Ein Knackpunkt des gesamten Films ist daher, inwiefern man sich darauf einlässt, dass die politische Ebene rasch beiseite geschoben wird. Viel wichtiger jedoch ist, ob das Sportdrama in der zweiten Hälfte zu überzeugen weiß. Und genau hier zeigt sich die große Schwäche des Films, denn dieses läuft praktisch genauso nach Schema F ab, wie die vielen anderen Vertreter des Genres: Das auf den ersten Blick chancenlose Team schafft es durch welche Maßnahmen auch immer schier unbändige Kräfte zu entwickeln und wird siegreich, was sich im Normalfall bis zum großen Triumph am Ende fortsetzt. Hierbei unterscheidet sich "Invictus - Unbezwungen" leider nur sehr selten von den vielen höchst mittelmäßigen Filmen mit derselben Thematik. Dadurch wirkt dieses Segment sehr vorhersehbar, auch wenn die Bedeutung des Sports für das gesellschaftliche und politische Klima im Land hier noch einmal spürbar größer ist als sonst und es, durchaus typisch für Eastwood, brillant in Szene gesetzt wird.

Denn nicht nur die Szenen auf dem Rugby-Spielfeld werden wunderbar in ihrer Dynamik eingefangen und halten trotz all der bedienten Klischees (inklusive Zeitlupe in Schlüsselmomenten) schnell den Zuschauer in Atem. Auch die vergleichsweise ruhigen Minuten werden nicht nur optisch stimmig festgehalten (Eastwood arbeitet einmal wieder mit Stammkameramann Tom Stern zusammen), sondern auch sehr ansprechend inszeniert. Jedoch fällt insbesondere dann auf, dass Eastwood sich diesmal im Soundtrack immer mal wieder vergreift. Nicht nur, dass so manche musikalische Untermalung extrem pathetisch daherkommt, des Öfteren ist sie sogar schlicht und ergreifend gänzlich unpassend. Hier fehlt ganz eindeutig das Gespür, das Eastwood bei seinen letzten Filmen so meisterhaft zur Schau gestellt hat.
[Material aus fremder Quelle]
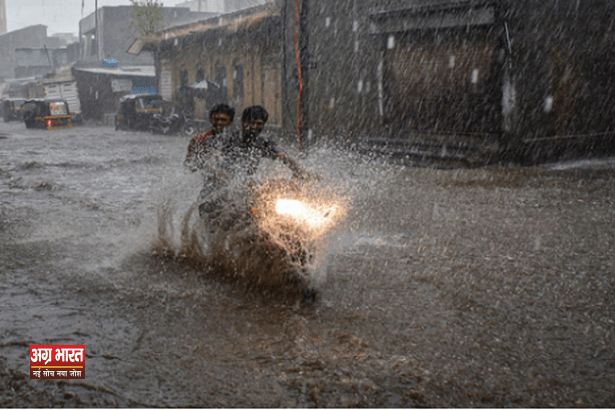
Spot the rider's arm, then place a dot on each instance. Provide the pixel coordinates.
(292, 164)
(190, 161)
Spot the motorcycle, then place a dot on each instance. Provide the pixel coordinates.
(268, 240)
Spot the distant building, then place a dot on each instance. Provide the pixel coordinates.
(116, 34)
(37, 62)
(221, 6)
(239, 54)
(28, 37)
(473, 81)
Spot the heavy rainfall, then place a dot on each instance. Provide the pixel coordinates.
(453, 245)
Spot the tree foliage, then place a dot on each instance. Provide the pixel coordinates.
(146, 16)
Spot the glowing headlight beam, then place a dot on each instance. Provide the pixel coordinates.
(302, 213)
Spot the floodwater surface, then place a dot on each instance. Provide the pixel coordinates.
(441, 288)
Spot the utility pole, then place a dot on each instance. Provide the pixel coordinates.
(2, 16)
(97, 43)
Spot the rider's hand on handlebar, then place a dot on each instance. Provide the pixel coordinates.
(306, 176)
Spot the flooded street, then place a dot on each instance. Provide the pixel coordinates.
(490, 287)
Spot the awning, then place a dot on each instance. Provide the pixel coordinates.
(205, 85)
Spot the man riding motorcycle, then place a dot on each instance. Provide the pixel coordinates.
(223, 155)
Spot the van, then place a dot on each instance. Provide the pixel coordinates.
(12, 109)
(47, 114)
(137, 110)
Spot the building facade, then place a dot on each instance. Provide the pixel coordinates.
(117, 32)
(240, 52)
(491, 79)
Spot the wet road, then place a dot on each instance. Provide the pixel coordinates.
(466, 288)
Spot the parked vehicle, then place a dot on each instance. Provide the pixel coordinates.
(47, 114)
(136, 111)
(172, 124)
(66, 90)
(192, 126)
(12, 109)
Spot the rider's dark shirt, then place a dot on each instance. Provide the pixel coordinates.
(246, 155)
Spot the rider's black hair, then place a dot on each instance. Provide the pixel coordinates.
(222, 109)
(255, 112)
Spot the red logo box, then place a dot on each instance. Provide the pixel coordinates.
(57, 361)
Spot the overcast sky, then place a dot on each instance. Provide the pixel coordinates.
(60, 16)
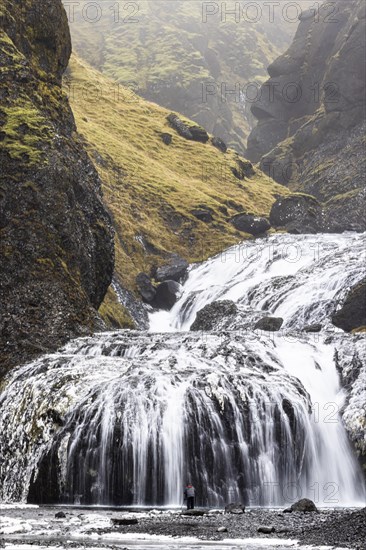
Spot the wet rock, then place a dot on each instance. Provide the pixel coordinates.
(298, 213)
(145, 287)
(124, 521)
(352, 314)
(243, 169)
(175, 270)
(194, 513)
(219, 144)
(187, 130)
(167, 293)
(166, 138)
(202, 215)
(303, 505)
(235, 508)
(316, 327)
(271, 324)
(248, 223)
(267, 530)
(210, 316)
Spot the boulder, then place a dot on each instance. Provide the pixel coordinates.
(266, 529)
(298, 213)
(248, 223)
(271, 324)
(166, 138)
(316, 327)
(243, 169)
(124, 521)
(202, 215)
(175, 270)
(302, 505)
(235, 508)
(352, 314)
(187, 130)
(167, 293)
(208, 317)
(219, 144)
(145, 287)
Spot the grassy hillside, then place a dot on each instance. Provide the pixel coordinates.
(149, 187)
(166, 51)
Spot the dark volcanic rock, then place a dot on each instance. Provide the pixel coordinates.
(219, 144)
(167, 293)
(352, 314)
(175, 270)
(202, 215)
(235, 508)
(145, 287)
(297, 212)
(303, 505)
(316, 327)
(209, 316)
(188, 131)
(250, 224)
(266, 529)
(124, 521)
(57, 250)
(310, 141)
(270, 324)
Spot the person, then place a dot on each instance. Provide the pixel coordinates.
(189, 496)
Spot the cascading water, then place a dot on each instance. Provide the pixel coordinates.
(128, 417)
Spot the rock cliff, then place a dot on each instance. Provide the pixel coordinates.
(57, 251)
(310, 132)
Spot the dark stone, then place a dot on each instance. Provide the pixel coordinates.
(167, 293)
(219, 144)
(352, 314)
(202, 215)
(235, 508)
(299, 213)
(267, 530)
(208, 317)
(175, 270)
(166, 138)
(244, 169)
(271, 324)
(188, 131)
(124, 521)
(316, 327)
(250, 224)
(145, 287)
(303, 505)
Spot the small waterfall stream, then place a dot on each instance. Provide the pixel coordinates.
(126, 417)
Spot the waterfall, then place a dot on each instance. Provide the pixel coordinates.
(127, 417)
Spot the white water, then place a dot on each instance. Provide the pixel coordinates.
(127, 417)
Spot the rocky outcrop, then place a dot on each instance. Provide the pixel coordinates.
(56, 236)
(211, 316)
(310, 114)
(255, 225)
(352, 314)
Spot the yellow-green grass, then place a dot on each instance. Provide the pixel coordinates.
(150, 188)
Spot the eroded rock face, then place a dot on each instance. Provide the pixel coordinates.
(57, 250)
(311, 113)
(352, 314)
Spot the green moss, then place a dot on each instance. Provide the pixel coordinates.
(114, 314)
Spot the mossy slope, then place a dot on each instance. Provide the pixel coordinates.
(151, 188)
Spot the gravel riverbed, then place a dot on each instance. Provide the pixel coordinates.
(33, 527)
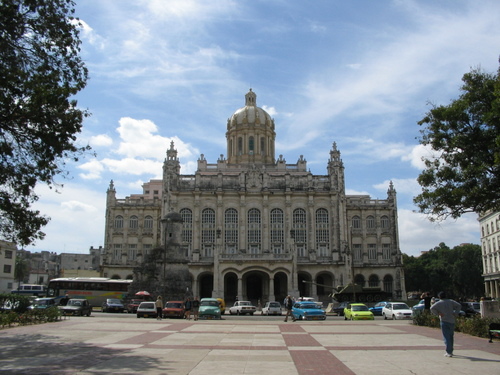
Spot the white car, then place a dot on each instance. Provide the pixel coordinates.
(396, 310)
(242, 307)
(272, 308)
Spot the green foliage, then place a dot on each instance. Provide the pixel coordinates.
(457, 271)
(474, 326)
(14, 311)
(462, 171)
(40, 70)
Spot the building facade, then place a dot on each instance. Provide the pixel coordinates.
(490, 249)
(8, 254)
(257, 228)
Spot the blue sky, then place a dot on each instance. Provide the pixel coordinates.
(358, 73)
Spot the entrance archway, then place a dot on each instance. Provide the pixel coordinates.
(206, 285)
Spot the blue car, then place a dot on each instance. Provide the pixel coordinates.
(306, 310)
(377, 309)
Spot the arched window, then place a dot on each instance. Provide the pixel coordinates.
(118, 222)
(322, 232)
(373, 281)
(359, 280)
(356, 222)
(388, 283)
(148, 222)
(370, 222)
(187, 229)
(254, 231)
(133, 222)
(277, 230)
(231, 230)
(384, 222)
(207, 231)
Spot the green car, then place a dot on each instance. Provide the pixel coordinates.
(357, 311)
(209, 309)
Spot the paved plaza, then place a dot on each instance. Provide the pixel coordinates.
(117, 344)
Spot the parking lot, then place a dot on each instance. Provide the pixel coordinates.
(122, 344)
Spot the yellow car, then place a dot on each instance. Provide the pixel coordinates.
(357, 311)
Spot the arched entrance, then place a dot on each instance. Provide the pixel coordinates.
(256, 286)
(206, 285)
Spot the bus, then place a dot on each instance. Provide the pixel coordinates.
(94, 289)
(31, 290)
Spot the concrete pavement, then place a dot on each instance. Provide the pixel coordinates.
(104, 344)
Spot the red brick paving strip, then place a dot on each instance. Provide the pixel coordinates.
(318, 362)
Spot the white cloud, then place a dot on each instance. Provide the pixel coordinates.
(101, 140)
(417, 233)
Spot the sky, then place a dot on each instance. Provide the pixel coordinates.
(360, 73)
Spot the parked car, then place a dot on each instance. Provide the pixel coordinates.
(222, 305)
(377, 308)
(146, 310)
(133, 305)
(339, 309)
(307, 310)
(209, 309)
(242, 307)
(272, 308)
(357, 311)
(76, 306)
(112, 305)
(42, 303)
(396, 310)
(471, 308)
(174, 309)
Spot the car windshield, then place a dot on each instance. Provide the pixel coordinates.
(308, 306)
(174, 305)
(359, 308)
(400, 306)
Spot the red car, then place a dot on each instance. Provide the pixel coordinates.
(173, 309)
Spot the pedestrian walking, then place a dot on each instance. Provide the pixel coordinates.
(187, 308)
(195, 305)
(447, 309)
(159, 308)
(289, 305)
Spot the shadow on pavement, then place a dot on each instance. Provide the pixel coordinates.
(39, 354)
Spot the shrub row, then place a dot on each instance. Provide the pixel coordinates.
(474, 326)
(14, 310)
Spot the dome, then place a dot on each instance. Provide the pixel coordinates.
(250, 113)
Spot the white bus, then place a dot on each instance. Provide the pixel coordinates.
(94, 289)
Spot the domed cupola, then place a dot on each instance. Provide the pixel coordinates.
(250, 134)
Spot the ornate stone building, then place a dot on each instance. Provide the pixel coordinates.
(257, 228)
(490, 249)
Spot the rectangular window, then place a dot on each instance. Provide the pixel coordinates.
(357, 252)
(386, 251)
(372, 251)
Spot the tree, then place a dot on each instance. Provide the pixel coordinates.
(463, 174)
(40, 71)
(457, 271)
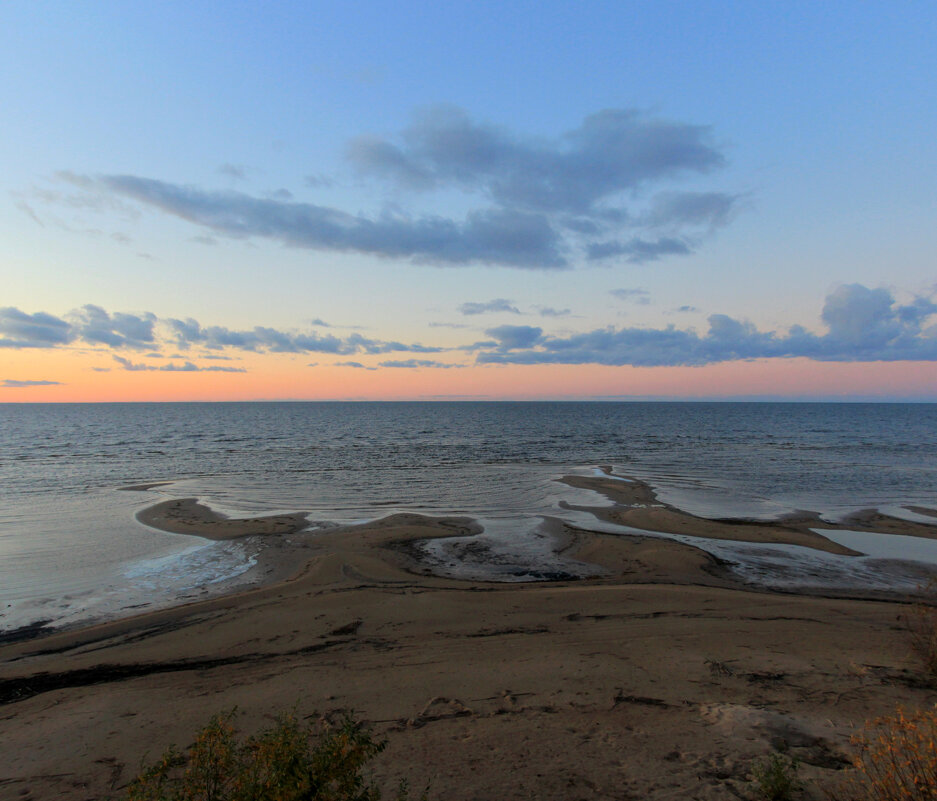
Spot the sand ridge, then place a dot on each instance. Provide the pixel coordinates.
(663, 679)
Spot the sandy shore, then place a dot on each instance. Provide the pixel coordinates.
(663, 680)
(188, 516)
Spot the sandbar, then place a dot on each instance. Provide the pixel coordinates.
(662, 679)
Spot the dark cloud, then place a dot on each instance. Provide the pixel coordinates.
(864, 325)
(701, 209)
(641, 296)
(92, 325)
(510, 337)
(496, 305)
(493, 236)
(539, 203)
(12, 383)
(185, 367)
(96, 327)
(411, 363)
(236, 171)
(185, 333)
(611, 152)
(39, 330)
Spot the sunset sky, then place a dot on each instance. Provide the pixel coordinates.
(286, 200)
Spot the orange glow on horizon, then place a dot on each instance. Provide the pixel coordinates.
(288, 377)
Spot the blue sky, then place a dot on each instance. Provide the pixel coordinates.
(572, 168)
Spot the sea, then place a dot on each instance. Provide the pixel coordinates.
(72, 552)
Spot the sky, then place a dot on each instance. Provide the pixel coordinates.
(408, 200)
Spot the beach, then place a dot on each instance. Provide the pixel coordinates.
(663, 675)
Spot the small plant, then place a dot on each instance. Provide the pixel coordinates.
(286, 762)
(896, 759)
(776, 778)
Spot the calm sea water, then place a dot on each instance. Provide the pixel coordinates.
(70, 549)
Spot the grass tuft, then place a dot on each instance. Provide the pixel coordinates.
(286, 762)
(776, 778)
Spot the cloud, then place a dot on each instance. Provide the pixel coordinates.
(611, 152)
(185, 333)
(92, 325)
(12, 383)
(39, 330)
(412, 363)
(493, 236)
(703, 209)
(510, 337)
(238, 172)
(496, 305)
(864, 325)
(549, 311)
(601, 191)
(95, 326)
(641, 296)
(637, 250)
(185, 367)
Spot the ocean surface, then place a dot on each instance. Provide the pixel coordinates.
(71, 550)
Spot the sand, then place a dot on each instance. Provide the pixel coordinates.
(663, 680)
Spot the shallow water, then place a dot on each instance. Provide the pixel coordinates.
(70, 548)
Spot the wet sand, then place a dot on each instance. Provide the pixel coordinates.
(663, 679)
(188, 516)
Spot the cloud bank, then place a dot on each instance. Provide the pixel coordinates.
(12, 383)
(600, 192)
(864, 325)
(92, 325)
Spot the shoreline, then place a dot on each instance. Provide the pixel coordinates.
(663, 677)
(638, 553)
(660, 679)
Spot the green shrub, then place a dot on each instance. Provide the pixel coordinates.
(286, 762)
(776, 778)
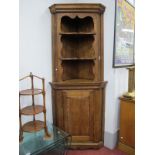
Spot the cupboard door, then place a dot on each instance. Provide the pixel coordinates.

Aus schauspielerischer Sicht jedoch ist "Invictus - Unbezwungen" nichts vorzuwerfen. Morgan Freeman spielt nicht nur Nelson Mandela, man vergisst mit der Zeit sogar, dass er es eigentlich gar nicht ist. Hier zeigt sich die gemeinsame Vergangenheit der beiden Freunde Mandela und Freeman, weswegen jede einzelne Geste und die Sprechweise in jeder Sekunde haargenau passen. Matt Damon kann verständlicherweise erst dann vollends überzeugen, wenn der Fokus auf dem sportlichen Aspekt gelegt wird, trägt dann aber maßgeblich dazu bei, die Sympathien des Zuschauers auf die Seite des südafrikanischen Teams zu ziehen. Der restliche Cast besteht aus vergleichsweise unbekannten Schauspielern (unter anderem Clint Eastwoods Sohn Scott), was für das Filmvergnügen aber keinerlei Hindernis darstellt, da sie sich alle nahtlos in den Film einfügen. Letzten Endes ist dies die Show von Freeman und Damon, und das merkt man auch deutlich.

Fazit

"Invictus - Unbezwungen" ist mehr Sportdrama als Biopic, also nicht unbedingt die Art von Film, die von jemandem wie Clint Eastwood erwartet worden wäre. Es ist allein der ansprechenden Inszenierung und zwei überzeugender Darsteller zu verdanken, dass aus dem Film nicht eines von vielen bestenfalls durchschnittlichen Sportdramen wurde. Daher enttäuscht "Invictus - Unbezwungen" zwar nicht auf ganzer Linie, doch Eastwood hat in der Vergangenheit oft bewiesen, dass er es deutlich besser kann. Man darf gespannt sein, wie das nächste filmische Schaffen Eastwoods, dann jenseits der 80, aussehen wird.